Cuatro ministerios han lanzado inspecciones por sorpresa en fábricas y concesionarios, y cerca de cien fabricantes deben entregar datos de fiabilidad antes de que acabe 2026. En los controles previos, un Geely Xingyuan superó la tolerancia de batalla y un BYD Qin L DM-i declaró u

BYD y Geely acaban de suspender el control oficial de calidad. Sus coches no cuadraban con los papeles de homologación: batallas fuera de tolerancia, consumos por encima de lo declarado y unidades vendidas sin manual de usuario.

No es una multa de la DGT ni un fallo aislado. Es la señal de que China ha puesto la lupa sobre sus propios fabricantes, según recoge Motor1, justo cuando más apuestan por exportar a Europa.
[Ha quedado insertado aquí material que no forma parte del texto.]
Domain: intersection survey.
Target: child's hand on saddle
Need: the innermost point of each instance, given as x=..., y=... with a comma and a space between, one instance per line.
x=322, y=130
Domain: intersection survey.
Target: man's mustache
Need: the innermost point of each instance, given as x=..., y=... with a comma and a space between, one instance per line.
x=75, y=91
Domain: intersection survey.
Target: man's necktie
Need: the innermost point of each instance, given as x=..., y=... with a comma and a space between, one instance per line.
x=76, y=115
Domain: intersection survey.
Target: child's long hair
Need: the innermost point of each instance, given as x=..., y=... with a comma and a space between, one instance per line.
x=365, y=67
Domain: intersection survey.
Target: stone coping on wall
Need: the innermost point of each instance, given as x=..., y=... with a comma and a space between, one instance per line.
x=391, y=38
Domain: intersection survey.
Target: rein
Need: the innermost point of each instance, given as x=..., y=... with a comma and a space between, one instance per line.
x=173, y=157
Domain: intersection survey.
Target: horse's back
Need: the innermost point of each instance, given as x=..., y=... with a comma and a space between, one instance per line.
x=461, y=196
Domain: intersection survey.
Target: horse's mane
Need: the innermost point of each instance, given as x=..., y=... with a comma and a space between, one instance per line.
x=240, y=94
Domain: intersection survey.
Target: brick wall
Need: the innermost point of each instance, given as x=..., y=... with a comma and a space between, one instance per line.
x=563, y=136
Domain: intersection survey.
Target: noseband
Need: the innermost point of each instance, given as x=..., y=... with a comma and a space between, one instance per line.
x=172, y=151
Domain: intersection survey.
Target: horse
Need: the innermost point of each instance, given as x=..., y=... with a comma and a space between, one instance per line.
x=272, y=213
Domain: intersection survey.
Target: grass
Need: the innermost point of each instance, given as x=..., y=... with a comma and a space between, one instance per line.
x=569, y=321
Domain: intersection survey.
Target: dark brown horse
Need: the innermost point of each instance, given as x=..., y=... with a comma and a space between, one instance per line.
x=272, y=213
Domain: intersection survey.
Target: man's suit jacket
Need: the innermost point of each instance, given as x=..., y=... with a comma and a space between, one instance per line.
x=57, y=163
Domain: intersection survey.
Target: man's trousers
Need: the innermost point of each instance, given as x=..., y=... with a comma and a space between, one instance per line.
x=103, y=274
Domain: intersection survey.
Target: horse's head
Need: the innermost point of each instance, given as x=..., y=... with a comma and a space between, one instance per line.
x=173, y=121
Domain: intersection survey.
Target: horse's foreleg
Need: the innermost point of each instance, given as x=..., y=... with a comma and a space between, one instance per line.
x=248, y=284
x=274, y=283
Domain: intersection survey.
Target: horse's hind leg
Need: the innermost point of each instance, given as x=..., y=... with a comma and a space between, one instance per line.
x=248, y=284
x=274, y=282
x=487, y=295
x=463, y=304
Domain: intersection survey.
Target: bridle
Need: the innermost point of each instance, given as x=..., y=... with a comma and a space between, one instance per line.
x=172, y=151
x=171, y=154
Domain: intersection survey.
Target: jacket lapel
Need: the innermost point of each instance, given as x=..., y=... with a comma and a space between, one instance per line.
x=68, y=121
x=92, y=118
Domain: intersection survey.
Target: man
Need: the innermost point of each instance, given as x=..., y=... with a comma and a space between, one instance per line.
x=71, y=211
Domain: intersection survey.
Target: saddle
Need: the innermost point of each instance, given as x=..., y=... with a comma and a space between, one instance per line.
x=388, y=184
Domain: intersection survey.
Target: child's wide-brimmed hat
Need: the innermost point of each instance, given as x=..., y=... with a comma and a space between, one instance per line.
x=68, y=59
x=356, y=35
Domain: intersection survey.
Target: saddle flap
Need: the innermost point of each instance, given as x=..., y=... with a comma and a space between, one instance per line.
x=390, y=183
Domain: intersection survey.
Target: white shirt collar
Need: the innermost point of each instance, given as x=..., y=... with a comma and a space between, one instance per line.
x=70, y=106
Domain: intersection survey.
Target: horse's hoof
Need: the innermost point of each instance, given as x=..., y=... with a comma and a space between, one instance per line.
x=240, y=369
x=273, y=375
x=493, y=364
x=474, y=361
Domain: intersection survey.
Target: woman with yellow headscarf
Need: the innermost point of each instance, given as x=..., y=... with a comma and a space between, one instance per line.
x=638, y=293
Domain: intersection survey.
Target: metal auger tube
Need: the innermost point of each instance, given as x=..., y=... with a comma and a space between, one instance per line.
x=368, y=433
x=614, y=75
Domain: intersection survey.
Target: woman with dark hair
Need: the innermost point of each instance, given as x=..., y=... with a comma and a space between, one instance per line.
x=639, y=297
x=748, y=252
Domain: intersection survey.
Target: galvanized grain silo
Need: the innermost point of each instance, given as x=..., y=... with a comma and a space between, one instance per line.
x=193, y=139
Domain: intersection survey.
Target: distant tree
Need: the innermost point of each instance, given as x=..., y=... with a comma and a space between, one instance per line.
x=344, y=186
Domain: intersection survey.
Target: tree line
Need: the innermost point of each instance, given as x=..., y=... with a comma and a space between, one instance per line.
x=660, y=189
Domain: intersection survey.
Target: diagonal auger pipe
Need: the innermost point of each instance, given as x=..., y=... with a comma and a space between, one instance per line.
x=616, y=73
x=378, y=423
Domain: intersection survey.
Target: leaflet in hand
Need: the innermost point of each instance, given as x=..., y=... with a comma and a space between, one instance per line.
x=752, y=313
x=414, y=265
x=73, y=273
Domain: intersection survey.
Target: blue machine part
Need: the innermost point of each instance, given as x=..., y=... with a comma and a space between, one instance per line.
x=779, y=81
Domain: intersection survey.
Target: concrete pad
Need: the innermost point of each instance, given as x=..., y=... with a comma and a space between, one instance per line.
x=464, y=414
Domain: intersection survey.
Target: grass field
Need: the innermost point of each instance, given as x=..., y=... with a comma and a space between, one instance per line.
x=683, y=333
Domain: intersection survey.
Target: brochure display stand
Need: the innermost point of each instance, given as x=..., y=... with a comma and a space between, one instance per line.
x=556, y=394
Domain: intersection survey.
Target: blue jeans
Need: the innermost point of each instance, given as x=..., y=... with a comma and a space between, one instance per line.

Te lo cuento en datos, porque la noticia afecta a la reputación de los coches chinos que ya llenan concesionarios y flotas.

Qué ha fallado en BYD y Geely

El Ministerio de Industria y Tecnología de la Información de China (MIIT) ha señalado incumplimientos concretos. Un Geely EX2, vendido en el mercado local como Xingyuan, presentaba una desviación de batalla superior al margen permitido del 1%. Es decir, la distancia entre ejes no coincidía con la ficha técnica.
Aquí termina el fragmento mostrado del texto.